Oh, dear, I know how it feels to hear about the newest bundle of joy... Your sister-in-law is somehow insensitive. OK, she is happy, she is proud, but is she also retarded?! Does she not know your ordeal? Women... I feel weird being a woman nurturing such misogynistic feelings, but really now...
As for the hubby non-performance - I can't believe it, how can he NOT take one effing heart pill?! Under certain insurance plans, viagra is 100% reimbursed since it is a HEART medicine with side-effects. Gosh!
I really feel for you. And I am rooting for you.
And for what is worth - I got my wish when I had completely lost all hope. And it turned out a good move, because the deeper the despair and the more you resign yourself, the better it gets when you get your wish. You really feel on the top of the world. I hope you will soon be on top of the world, it's really grand.
With all my best wishes and thoughts,
Gina
oh man. I'm so sorry.
My SIL has been popping them out at two year intervals... and I understand hwo you feel.
I understand how you feel about the baby news because that used to be how I felt also. Now I try to relax myself and let nature takes its course.
I'm so sorry to hear you've had such a horrible week. I hope things get better for you soon.

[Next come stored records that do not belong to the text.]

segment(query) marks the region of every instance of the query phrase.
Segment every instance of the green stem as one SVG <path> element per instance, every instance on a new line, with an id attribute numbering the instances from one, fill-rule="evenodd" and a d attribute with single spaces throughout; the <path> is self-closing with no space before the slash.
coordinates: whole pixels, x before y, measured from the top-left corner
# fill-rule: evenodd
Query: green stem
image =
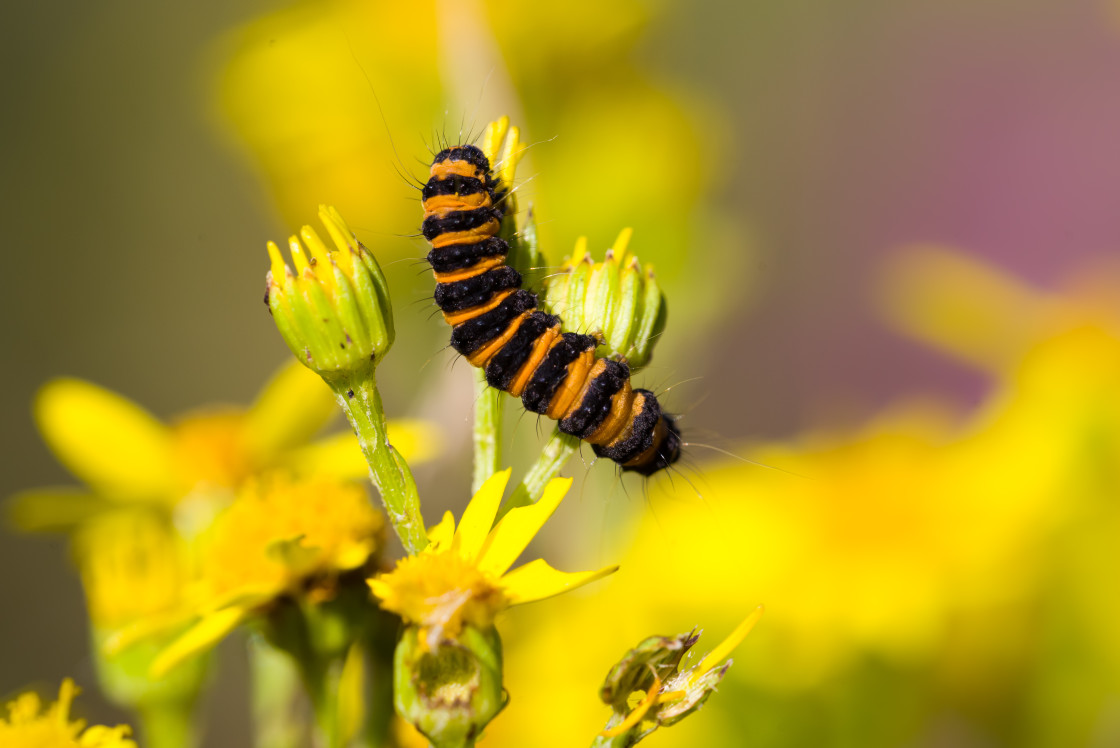
<path id="1" fill-rule="evenodd" d="M 560 474 L 565 463 L 578 450 L 579 439 L 563 433 L 560 429 L 555 429 L 552 432 L 552 437 L 548 440 L 548 444 L 544 445 L 541 456 L 529 468 L 525 478 L 518 484 L 517 488 L 513 489 L 509 500 L 498 512 L 498 519 L 506 516 L 511 509 L 529 506 L 540 501 L 541 496 L 544 495 L 544 487 L 548 485 L 550 480 Z"/>
<path id="2" fill-rule="evenodd" d="M 193 748 L 198 745 L 194 700 L 153 701 L 136 711 L 144 745 L 149 748 Z"/>
<path id="3" fill-rule="evenodd" d="M 305 728 L 296 711 L 302 688 L 291 657 L 259 636 L 249 639 L 253 728 L 259 748 L 299 748 Z"/>
<path id="4" fill-rule="evenodd" d="M 405 550 L 412 555 L 419 553 L 428 545 L 428 535 L 420 514 L 416 481 L 408 464 L 389 443 L 385 411 L 372 374 L 358 374 L 330 384 L 358 435 L 358 444 L 369 463 L 373 483 L 381 492 L 389 521 Z"/>
<path id="5" fill-rule="evenodd" d="M 603 726 L 603 731 L 605 732 L 622 724 L 625 719 L 625 714 L 619 714 L 618 712 L 612 713 L 611 718 L 607 720 L 607 724 Z M 630 748 L 632 745 L 637 745 L 642 737 L 642 734 L 638 731 L 638 726 L 635 725 L 614 737 L 607 737 L 602 733 L 596 735 L 595 739 L 591 741 L 591 748 Z"/>
<path id="6" fill-rule="evenodd" d="M 502 466 L 502 391 L 486 383 L 486 372 L 474 370 L 474 477 L 471 493 Z"/>
<path id="7" fill-rule="evenodd" d="M 341 748 L 342 730 L 338 713 L 338 681 L 342 662 L 335 660 L 321 667 L 304 668 L 307 693 L 315 711 L 316 748 Z"/>

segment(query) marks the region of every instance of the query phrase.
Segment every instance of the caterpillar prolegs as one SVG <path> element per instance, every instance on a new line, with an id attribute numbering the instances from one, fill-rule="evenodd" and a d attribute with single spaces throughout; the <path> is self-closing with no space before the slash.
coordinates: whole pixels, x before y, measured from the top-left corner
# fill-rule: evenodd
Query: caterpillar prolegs
<path id="1" fill-rule="evenodd" d="M 509 245 L 498 236 L 505 195 L 483 151 L 440 151 L 422 194 L 435 301 L 452 327 L 451 347 L 490 386 L 623 470 L 652 475 L 676 462 L 680 431 L 657 397 L 631 387 L 625 362 L 596 356 L 597 338 L 561 332 L 560 317 L 538 310 L 536 294 L 506 264 Z"/>

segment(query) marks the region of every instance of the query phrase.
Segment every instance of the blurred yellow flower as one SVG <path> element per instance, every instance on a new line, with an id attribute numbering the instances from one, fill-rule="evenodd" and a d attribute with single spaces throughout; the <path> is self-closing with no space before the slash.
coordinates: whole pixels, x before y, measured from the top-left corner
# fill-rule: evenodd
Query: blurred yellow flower
<path id="1" fill-rule="evenodd" d="M 280 474 L 248 482 L 203 546 L 199 581 L 186 593 L 197 622 L 163 651 L 153 672 L 212 647 L 285 596 L 332 599 L 339 577 L 369 564 L 384 540 L 384 517 L 352 483 Z"/>
<path id="2" fill-rule="evenodd" d="M 509 476 L 510 470 L 491 476 L 463 511 L 457 528 L 448 512 L 429 533 L 427 548 L 369 580 L 381 607 L 419 626 L 420 642 L 431 650 L 456 639 L 465 625 L 490 628 L 511 605 L 558 595 L 618 569 L 565 573 L 537 559 L 509 571 L 572 483 L 570 478 L 551 481 L 539 502 L 510 511 L 494 525 Z"/>
<path id="3" fill-rule="evenodd" d="M 719 287 L 742 288 L 748 255 L 708 199 L 733 162 L 723 117 L 637 62 L 634 48 L 664 7 L 289 6 L 219 40 L 216 103 L 289 223 L 329 196 L 371 246 L 375 233 L 415 231 L 401 174 L 416 181 L 421 140 L 435 153 L 509 112 L 540 143 L 522 173 L 542 178 L 518 185 L 518 196 L 536 205 L 546 253 L 581 234 L 605 242 L 625 215 L 646 237 L 643 260 L 685 293 L 681 319 L 696 320 L 725 313 Z M 601 205 L 611 208 L 588 209 Z M 705 247 L 704 262 L 685 250 L 693 246 Z M 376 254 L 386 262 L 421 250 L 387 240 Z"/>
<path id="4" fill-rule="evenodd" d="M 136 403 L 78 379 L 43 386 L 35 417 L 47 445 L 89 491 L 33 489 L 10 511 L 27 530 L 69 529 L 114 506 L 139 502 L 176 509 L 188 535 L 249 476 L 283 465 L 302 474 L 359 478 L 368 467 L 352 434 L 312 442 L 338 412 L 330 389 L 292 362 L 247 409 L 209 409 L 165 425 Z M 390 424 L 394 444 L 416 462 L 438 450 L 422 421 Z M 198 497 L 202 501 L 191 501 Z"/>
<path id="5" fill-rule="evenodd" d="M 86 727 L 85 720 L 70 719 L 70 705 L 78 687 L 62 681 L 58 701 L 43 710 L 35 693 L 23 693 L 8 702 L 8 717 L 0 719 L 0 745 L 11 748 L 136 748 L 128 739 L 127 725 Z"/>

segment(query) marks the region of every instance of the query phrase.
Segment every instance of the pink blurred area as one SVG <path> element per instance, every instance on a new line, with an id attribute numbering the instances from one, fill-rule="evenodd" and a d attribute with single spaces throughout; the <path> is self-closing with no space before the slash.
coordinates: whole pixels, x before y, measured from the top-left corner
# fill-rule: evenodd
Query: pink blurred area
<path id="1" fill-rule="evenodd" d="M 721 69 L 741 148 L 728 200 L 762 254 L 729 367 L 766 393 L 749 418 L 764 430 L 921 390 L 974 401 L 971 372 L 881 323 L 879 272 L 901 246 L 955 246 L 1041 286 L 1120 247 L 1107 3 L 824 6 L 740 11 L 749 42 Z"/>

if he can't get it up but can ejaculate (the 2 don't necessarily go together), he can ejaculate into a cup and use a syringe to transfer the ejaculate into you. Not great but can relieve the tension.
Btw little blue pills are helpful but not a magic bullet.
Rough week...and it's not like a fight about performance will help matters either. I'm sorry to hear about your grandmother and your cat. That's added stress that you clearly don't need.